PROJECT SUMMARY
Over the last two decades, a growing literature has demonstrated that social factors drive both drug use and
infectious diseases such as HIV. Simultaneously, epidemic modeling has become vital for reducing the spread
of HIV, as it allows insight into mechanisms of spread, forecasts future incidence, and provides guidance on
effective intervention strategies. However, despite all their power and complexity, these epidemic models still
often lack realistic social data, as network and contextual data reflective of the most at-risk populations are
often deemed too methodologically challenging to capture. In line with the urgent need for data capture tools
which enable researchers to understand the social context around the most at-risk populations, our
interdisciplinary team has developed a free, open-source, NIH BD2K-funded software suite called Network
Canvas (R01DA042711). While Network Canvas has already substantially improved the ability of researchers
to quickly and accurately capture complex network and contextual data, to be useful for HIV elimination, our
existing tool requires optimization to further improve its timely and broad reach to the most at-risk populations,
as well as enhancements that will modernize the tool to better meet the needs of epidemic modelers. In
particular, we must transition Network Canvas to a Hybrid Cloud Model, developing a cloud-based software
platform that will enhance the ability of researchers to robustly capture data remotely and at scale, as well as
reach the most essential but hard-to-reach populations. Additionally, we propose user-engagement and
evaluation activities to inform the software's design and rigorously evaluate its value and impact on the
measurement of networks relevant to epidemic modeling and HIV. Through the work proposed within the
current project, we aim to: 1) Enhance data reproducibility, timeliness, and measurement for researchers; 2)

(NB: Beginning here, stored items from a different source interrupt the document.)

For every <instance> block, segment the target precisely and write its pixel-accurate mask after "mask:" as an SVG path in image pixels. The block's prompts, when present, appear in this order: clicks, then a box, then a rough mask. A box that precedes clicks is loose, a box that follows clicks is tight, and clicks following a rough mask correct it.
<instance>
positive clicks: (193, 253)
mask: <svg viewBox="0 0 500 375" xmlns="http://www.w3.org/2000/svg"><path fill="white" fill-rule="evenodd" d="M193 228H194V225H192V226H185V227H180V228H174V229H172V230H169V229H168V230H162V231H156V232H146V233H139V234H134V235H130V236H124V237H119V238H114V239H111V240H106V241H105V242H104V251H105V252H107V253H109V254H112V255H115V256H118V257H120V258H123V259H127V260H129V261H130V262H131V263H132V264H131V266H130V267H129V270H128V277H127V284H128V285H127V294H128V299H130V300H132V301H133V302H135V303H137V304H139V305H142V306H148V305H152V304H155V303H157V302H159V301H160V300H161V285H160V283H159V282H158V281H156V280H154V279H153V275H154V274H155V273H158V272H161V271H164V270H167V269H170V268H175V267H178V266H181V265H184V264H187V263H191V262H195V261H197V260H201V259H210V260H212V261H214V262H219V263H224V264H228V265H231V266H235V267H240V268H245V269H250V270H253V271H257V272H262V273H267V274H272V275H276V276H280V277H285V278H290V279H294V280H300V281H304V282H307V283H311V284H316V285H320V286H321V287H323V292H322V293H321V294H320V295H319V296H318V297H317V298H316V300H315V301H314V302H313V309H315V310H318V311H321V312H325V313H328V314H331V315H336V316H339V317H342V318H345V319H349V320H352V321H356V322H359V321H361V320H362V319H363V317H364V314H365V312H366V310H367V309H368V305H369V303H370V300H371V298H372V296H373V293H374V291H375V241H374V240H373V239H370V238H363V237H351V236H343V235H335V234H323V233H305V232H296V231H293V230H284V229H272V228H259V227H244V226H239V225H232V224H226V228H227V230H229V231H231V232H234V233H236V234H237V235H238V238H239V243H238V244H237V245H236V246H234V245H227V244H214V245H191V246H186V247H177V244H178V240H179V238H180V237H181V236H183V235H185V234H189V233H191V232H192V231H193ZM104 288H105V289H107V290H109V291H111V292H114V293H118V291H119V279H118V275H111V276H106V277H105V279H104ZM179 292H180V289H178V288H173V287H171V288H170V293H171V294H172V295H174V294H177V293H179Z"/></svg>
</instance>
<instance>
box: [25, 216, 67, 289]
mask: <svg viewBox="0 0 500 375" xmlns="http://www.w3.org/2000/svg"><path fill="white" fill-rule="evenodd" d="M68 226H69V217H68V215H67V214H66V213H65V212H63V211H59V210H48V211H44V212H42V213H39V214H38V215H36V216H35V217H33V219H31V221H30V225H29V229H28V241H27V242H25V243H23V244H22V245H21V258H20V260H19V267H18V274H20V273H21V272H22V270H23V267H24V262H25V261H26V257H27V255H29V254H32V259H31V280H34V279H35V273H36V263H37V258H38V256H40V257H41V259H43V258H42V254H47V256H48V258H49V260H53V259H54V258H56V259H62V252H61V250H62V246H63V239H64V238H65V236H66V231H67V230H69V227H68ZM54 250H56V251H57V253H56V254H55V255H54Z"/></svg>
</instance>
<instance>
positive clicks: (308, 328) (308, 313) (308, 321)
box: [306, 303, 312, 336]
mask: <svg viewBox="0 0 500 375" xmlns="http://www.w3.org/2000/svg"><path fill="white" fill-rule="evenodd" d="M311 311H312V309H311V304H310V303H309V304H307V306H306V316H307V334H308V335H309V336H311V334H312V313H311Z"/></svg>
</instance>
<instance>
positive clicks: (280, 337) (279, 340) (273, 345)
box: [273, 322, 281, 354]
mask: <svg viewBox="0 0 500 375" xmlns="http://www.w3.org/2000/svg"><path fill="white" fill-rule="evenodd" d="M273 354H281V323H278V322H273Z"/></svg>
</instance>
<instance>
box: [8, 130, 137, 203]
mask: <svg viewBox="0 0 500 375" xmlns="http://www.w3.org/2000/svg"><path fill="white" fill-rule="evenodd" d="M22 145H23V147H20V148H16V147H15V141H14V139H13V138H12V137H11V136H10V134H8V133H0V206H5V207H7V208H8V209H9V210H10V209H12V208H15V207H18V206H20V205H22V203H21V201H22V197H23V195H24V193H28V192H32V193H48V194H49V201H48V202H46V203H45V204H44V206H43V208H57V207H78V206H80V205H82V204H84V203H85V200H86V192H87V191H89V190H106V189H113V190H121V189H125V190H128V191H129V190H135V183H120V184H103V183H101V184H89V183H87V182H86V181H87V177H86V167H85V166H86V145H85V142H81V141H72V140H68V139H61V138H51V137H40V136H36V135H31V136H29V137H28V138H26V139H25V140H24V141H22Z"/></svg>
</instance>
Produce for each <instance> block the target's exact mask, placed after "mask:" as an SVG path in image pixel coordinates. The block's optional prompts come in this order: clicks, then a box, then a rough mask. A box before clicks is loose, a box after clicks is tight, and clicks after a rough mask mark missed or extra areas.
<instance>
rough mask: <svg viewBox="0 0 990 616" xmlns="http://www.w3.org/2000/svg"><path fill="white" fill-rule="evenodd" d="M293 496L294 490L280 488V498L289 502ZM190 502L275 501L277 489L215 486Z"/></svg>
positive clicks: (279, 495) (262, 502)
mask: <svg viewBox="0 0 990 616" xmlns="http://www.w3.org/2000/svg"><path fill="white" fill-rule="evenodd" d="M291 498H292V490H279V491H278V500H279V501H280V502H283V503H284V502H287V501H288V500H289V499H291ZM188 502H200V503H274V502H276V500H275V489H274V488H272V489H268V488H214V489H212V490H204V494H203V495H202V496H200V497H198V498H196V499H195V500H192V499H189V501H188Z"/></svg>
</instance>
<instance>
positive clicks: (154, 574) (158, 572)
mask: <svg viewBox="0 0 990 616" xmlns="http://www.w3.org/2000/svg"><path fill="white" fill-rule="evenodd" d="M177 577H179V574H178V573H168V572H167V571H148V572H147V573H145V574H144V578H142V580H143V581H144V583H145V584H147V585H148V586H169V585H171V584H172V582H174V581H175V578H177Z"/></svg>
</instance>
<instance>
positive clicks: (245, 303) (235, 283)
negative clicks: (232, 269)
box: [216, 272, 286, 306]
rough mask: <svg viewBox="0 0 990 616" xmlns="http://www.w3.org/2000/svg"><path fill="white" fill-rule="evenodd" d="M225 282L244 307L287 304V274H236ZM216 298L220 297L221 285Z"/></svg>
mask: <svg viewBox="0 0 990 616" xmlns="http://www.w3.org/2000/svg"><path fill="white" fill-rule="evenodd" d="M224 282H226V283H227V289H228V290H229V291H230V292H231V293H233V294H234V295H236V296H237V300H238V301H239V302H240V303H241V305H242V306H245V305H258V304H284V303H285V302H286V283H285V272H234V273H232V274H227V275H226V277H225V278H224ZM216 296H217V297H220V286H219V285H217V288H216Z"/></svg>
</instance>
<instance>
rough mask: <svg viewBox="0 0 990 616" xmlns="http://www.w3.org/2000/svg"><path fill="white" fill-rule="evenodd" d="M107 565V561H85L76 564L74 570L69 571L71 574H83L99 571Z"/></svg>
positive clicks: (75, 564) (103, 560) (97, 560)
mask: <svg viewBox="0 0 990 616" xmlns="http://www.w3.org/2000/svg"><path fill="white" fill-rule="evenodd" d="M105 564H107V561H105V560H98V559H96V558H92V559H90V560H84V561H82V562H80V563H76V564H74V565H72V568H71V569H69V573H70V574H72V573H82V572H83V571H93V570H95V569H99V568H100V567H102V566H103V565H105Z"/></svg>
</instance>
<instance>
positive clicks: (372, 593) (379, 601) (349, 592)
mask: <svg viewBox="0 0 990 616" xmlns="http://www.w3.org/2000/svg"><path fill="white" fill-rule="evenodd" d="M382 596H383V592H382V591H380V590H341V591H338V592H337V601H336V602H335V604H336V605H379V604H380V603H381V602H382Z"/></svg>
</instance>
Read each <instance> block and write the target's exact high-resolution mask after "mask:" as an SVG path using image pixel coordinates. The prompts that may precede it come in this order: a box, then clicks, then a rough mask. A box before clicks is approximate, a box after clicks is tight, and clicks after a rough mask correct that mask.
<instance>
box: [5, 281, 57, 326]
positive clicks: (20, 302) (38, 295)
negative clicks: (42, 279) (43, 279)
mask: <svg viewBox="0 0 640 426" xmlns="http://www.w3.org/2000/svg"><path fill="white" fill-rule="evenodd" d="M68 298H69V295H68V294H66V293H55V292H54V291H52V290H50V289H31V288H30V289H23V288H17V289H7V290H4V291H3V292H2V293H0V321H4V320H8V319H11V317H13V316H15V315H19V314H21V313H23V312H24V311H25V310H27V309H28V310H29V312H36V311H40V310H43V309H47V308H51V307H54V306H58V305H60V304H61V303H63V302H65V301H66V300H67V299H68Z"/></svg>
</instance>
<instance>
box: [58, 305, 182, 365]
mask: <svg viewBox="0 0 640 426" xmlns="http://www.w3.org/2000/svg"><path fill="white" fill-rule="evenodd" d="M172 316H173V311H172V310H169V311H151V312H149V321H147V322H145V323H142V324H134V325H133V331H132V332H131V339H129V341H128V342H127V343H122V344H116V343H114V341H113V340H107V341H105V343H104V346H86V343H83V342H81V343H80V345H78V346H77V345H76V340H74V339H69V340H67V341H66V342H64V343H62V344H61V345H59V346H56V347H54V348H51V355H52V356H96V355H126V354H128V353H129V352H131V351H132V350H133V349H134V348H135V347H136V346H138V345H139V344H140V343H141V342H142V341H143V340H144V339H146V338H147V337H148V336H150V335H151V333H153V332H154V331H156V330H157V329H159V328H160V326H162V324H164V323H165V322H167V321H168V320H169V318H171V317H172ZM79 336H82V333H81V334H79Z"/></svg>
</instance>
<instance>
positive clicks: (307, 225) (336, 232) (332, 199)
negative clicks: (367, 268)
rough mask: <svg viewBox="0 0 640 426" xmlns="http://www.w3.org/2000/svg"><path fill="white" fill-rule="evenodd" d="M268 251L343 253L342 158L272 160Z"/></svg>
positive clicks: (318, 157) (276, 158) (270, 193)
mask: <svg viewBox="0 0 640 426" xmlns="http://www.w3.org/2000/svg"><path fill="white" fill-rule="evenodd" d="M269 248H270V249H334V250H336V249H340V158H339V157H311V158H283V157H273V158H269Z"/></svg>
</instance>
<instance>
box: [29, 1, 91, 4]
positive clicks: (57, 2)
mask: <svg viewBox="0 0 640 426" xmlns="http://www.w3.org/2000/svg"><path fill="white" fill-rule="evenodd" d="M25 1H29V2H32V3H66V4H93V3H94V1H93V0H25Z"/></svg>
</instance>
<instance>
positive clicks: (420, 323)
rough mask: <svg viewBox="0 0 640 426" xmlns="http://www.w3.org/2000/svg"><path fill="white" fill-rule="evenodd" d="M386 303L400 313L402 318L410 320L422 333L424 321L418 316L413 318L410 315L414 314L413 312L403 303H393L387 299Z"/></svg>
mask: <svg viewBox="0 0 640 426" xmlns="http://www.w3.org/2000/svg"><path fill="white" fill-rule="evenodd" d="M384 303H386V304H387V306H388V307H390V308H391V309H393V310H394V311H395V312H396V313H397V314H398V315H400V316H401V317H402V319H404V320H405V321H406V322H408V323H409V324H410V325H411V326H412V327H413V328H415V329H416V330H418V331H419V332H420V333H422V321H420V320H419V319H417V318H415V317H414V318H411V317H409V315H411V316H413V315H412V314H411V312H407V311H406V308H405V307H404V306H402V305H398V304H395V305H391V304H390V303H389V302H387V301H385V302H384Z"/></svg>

Enhance the availability and accessibility for study participants; 3) Rigorously evaluate the tool's impact on the
measurement of sexual and drug networks. This work will result in both an enhanced free and open-source
tool and an increased scientific understanding of the value and impact of the tool for capturing crucial data
relevant to HIV and drug use. Finally, just as we have done over the last five-year period, this project will
employ a strong plan for user engagement where we build partnerships with and actively employ iterative
feedback from relevant research communities to shape software features and functionality. Feedback would
be sought widely - from our highly accomplished Scientific Advisory Board (SAB); from our collaborative pilot
partnerships with researchers who hold strong NIH-funded drug use, HIV, and epidemic modeling research
portfolios; and from at-risk populations themselves. This development approach is key in ensuring community
buy-in, accelerated adoption, and long-term sustainability of our tools.